Maybe each column would also need a fixed width :

<td class='col1'>...
<td class='col2'>...
etc.
in <head>
<style>
 .col1 {width: 15%;}  
 .col2 {width: 15%;}
 .col5 {width: 50%;}
</style>

Maybe you've already solved this issue. If so, please ignore this comment.

funderburkjim commented 9 years ago

@drdhaval2785 Here is a temporary link to the code of servepdf. It is my first experiment with using classes in PHP.

gasyoun commented 9 years ago

@drdhaval2785 such a way the file has got worse. I'll hope I'll be able to propose my version based on http://www.listjs.com @funderburkjim Fixed width is not always great, but anyway it needs testing. Because of some long string on the page everything can get bad, so we need to see the extreme cases - it is because of them we get the ugly tables.

funderburkjim commented 9 years ago

@gasyoun One question: Why all the concern about 'ugly tables'. Isn't this just a tool for research? If just for research, what matters an aesthetic detail of table column width?

drdhaval2785 commented 9 years ago

In the first entries the first column of dictionary links may seem too large, but for the entries at the end sometimes there are 15 dicts. So the wide area. Not going to spend further time on aesthetics

drdhaval2785 commented 9 years ago

Here is the magic function for future references

function pdflink($dict,$word)
{
    return '<a href="http://www.sanskrit-lexicon.uni-koeln.de/scans/awork/apidev/servepdf.php?dict='.$dict.'&key='.$word.'" target="_blank">'.$dict."</a>";
}

This gives the link based on dictionary name and word. If need be, the word instead of dict can be shown on browser. http://drdhaval2785.github.io/o_vs_O/output1/AP.html and others have now dictionary links.

gasyoun commented 9 years ago

@drdhaval2785 wow! Do you never experience the need to open the digital text copy as well? I mean PDF is great, 1 click less, but now there is no way to get in 1 click to the digital text. For some words I myself need to see the article and it's quicker (for MW and AP for sure) to have the digital text, before I start staring at the printed page with eyes.

drdhaval2785 commented 9 years ago

@gasyoun Never ever I wanted to see the digitized data. It can always have two links, one to the digitized data and the second to the scan page, but it would have too many links and too much confusion (and also twice the HTML size).

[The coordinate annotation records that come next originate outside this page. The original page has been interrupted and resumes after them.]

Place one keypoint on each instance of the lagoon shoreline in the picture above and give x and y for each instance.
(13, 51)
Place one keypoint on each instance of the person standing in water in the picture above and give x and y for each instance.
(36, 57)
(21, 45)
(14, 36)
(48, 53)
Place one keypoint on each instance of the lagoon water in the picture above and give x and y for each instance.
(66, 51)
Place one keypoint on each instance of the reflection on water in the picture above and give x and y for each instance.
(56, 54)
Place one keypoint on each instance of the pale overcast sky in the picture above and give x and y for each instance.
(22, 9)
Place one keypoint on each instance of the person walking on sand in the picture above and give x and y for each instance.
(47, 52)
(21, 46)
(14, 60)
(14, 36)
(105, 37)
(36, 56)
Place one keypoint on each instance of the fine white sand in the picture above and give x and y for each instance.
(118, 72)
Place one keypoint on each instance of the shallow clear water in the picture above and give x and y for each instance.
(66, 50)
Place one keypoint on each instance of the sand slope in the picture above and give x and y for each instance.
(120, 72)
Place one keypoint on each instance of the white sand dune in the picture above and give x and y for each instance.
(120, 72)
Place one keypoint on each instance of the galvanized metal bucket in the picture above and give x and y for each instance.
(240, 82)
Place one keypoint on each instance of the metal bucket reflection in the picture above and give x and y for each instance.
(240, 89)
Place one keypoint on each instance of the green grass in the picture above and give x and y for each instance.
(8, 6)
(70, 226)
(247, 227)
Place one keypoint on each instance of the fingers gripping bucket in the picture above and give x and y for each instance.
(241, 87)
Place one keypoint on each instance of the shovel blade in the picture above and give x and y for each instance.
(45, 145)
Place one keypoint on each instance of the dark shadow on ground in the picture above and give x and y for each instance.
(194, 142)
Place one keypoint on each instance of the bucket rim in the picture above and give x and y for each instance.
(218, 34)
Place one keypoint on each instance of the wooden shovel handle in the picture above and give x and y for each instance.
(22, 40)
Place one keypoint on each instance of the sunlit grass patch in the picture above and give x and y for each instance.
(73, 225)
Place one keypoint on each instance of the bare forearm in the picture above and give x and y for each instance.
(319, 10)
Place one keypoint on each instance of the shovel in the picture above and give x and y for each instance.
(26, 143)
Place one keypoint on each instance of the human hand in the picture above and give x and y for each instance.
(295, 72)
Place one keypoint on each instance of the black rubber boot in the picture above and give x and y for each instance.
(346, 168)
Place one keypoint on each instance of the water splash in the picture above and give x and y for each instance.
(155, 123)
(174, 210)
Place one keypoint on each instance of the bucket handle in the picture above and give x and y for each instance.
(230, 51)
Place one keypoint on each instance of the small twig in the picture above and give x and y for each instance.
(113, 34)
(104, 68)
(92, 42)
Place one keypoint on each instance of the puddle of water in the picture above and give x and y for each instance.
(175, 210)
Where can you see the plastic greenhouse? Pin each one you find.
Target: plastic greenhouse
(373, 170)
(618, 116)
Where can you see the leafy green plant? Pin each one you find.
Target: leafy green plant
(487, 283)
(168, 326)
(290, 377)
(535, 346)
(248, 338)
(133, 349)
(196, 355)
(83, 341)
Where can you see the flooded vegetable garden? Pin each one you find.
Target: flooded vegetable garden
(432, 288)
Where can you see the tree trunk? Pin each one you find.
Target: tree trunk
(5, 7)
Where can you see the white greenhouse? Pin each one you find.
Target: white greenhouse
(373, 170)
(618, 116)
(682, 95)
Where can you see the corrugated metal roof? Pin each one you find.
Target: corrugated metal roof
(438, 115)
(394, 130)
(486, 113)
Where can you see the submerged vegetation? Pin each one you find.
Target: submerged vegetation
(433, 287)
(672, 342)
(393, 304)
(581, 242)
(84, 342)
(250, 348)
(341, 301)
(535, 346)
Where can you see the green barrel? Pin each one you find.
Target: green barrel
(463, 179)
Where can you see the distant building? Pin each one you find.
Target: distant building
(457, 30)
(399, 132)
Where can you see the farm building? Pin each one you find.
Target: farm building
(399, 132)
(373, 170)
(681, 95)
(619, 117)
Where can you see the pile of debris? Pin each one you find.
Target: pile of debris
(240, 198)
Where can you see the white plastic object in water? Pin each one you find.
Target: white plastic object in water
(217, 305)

gasyoun commented 9 years ago

@Shalu411 ever needed the digitized data?

funderburkjim commented 9 years ago

One comment on the program that permits urls like:

http://www.sanskrit-lexicon.uni-koeln.de/scans/awork/apidev/servepdf.php?dict=DICT&key=KEY

I hope to write a multi-dictionary display lookup function at some point. It might look something like:

http://www.sanskrit-lexicon.uni-koeln.de/scans/awork/apidev/lookup.php?dict=MW&key=rAma&input=hk
&output=deva&display=BASIC

This will be much more complicated than servepdf, but should be doable.